İslam dininin puta ve resime karşı tutumu da bu akılsızlığın insanların ortalama zekaya sahip birinde, güçle şekilleneceğini bildiğinden olsa gerek doğrudan resim ve heykel vb sanatlar yasaklanarak kendine yer bulur. Çünkü ona –yapıta- içrek/ezoterik anlamdan ziyade erkle bağ kurulması gerektiğine dairdir bu yapıtların bağlamı, simgesel ahlakı.

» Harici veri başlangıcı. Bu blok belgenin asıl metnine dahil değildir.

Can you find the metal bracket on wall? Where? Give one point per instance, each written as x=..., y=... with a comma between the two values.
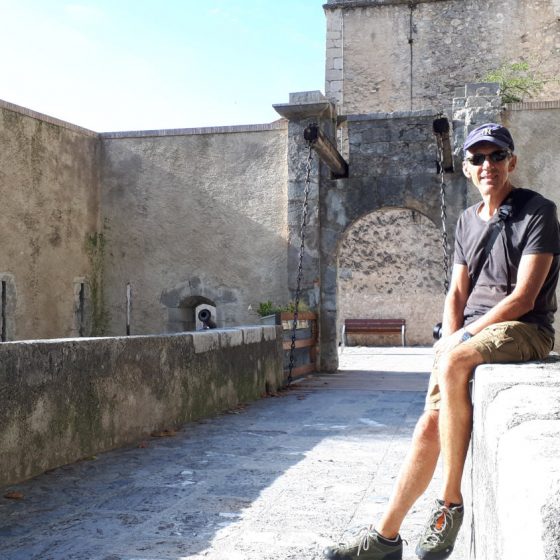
x=325, y=149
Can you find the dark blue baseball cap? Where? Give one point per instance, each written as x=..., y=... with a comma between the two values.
x=489, y=132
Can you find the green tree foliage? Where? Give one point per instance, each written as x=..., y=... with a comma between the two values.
x=517, y=81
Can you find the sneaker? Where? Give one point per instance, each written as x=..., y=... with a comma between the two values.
x=366, y=545
x=441, y=530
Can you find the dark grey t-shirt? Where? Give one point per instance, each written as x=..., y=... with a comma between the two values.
x=533, y=230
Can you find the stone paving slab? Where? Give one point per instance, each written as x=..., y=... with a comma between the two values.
x=278, y=479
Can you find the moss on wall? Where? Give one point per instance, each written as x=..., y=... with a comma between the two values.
x=95, y=249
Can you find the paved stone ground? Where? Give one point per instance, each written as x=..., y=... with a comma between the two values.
x=277, y=479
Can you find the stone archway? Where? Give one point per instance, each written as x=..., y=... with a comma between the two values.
x=390, y=266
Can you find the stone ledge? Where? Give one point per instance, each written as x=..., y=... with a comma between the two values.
x=515, y=460
x=67, y=399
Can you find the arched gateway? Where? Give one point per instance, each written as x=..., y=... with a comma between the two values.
x=392, y=164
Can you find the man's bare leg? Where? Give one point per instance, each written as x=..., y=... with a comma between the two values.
x=415, y=474
x=455, y=417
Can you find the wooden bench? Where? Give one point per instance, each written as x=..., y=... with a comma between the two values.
x=374, y=326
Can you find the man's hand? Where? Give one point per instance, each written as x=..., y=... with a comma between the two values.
x=447, y=343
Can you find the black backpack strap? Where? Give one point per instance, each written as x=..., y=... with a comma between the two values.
x=513, y=204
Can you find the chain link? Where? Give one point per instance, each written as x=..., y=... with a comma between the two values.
x=301, y=254
x=444, y=241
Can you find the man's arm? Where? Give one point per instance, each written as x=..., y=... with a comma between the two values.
x=456, y=300
x=454, y=307
x=533, y=270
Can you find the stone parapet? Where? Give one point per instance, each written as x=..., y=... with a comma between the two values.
x=515, y=462
x=68, y=399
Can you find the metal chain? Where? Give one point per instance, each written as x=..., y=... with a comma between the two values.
x=444, y=241
x=301, y=253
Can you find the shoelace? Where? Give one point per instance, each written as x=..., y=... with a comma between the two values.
x=365, y=534
x=438, y=531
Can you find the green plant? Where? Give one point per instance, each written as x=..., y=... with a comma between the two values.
x=517, y=81
x=95, y=250
x=269, y=308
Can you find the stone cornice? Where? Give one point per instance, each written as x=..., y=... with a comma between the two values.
x=352, y=4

Avrupa medeniyeti diye gezindiğimiz diyarlar ne yazık ki, birer içrek, semboller ve hatta bireyin içindeki erkin tarifiyle mümkün olan bir medeniyettir. Onu yalnız Yunan mitolojisinde, Roma Hukukunda ya da uygulayımsal yerde aramak bizi içimizdeki güçten mahrum bırakacaktır. Onları anlamak için bu devasa oluşumların yanı sıra, kendimize ait devasa kültürü de çok iyi bilmemiz gerekir. Oldukça net çıkarımlarla bu bilinci kavramak gerekir. Atatürk belki bunları kavradı, belki ondan dolayı her bir söylemin temelini öğrenin dedi, fakat bizim karşılaştırmadan çok bir şeye zuhur etmiş bir ruhumuz oldu. Ne yazık, bunu yalnız Atatürk’e bağlamak da kötürüm kalan bir yanımızın, gangreni kimin başlattığına dair fikir sahibi olmamıza engel. Sened-i İttifak’a kadar modernizmin köklerini araştırmak gerekir. Günah keçisi arayanlar onu zaten neredeyse yüz yıldır yıpratmakla uğraşıyor. Bu bize köklü bir bölünme getirecektir.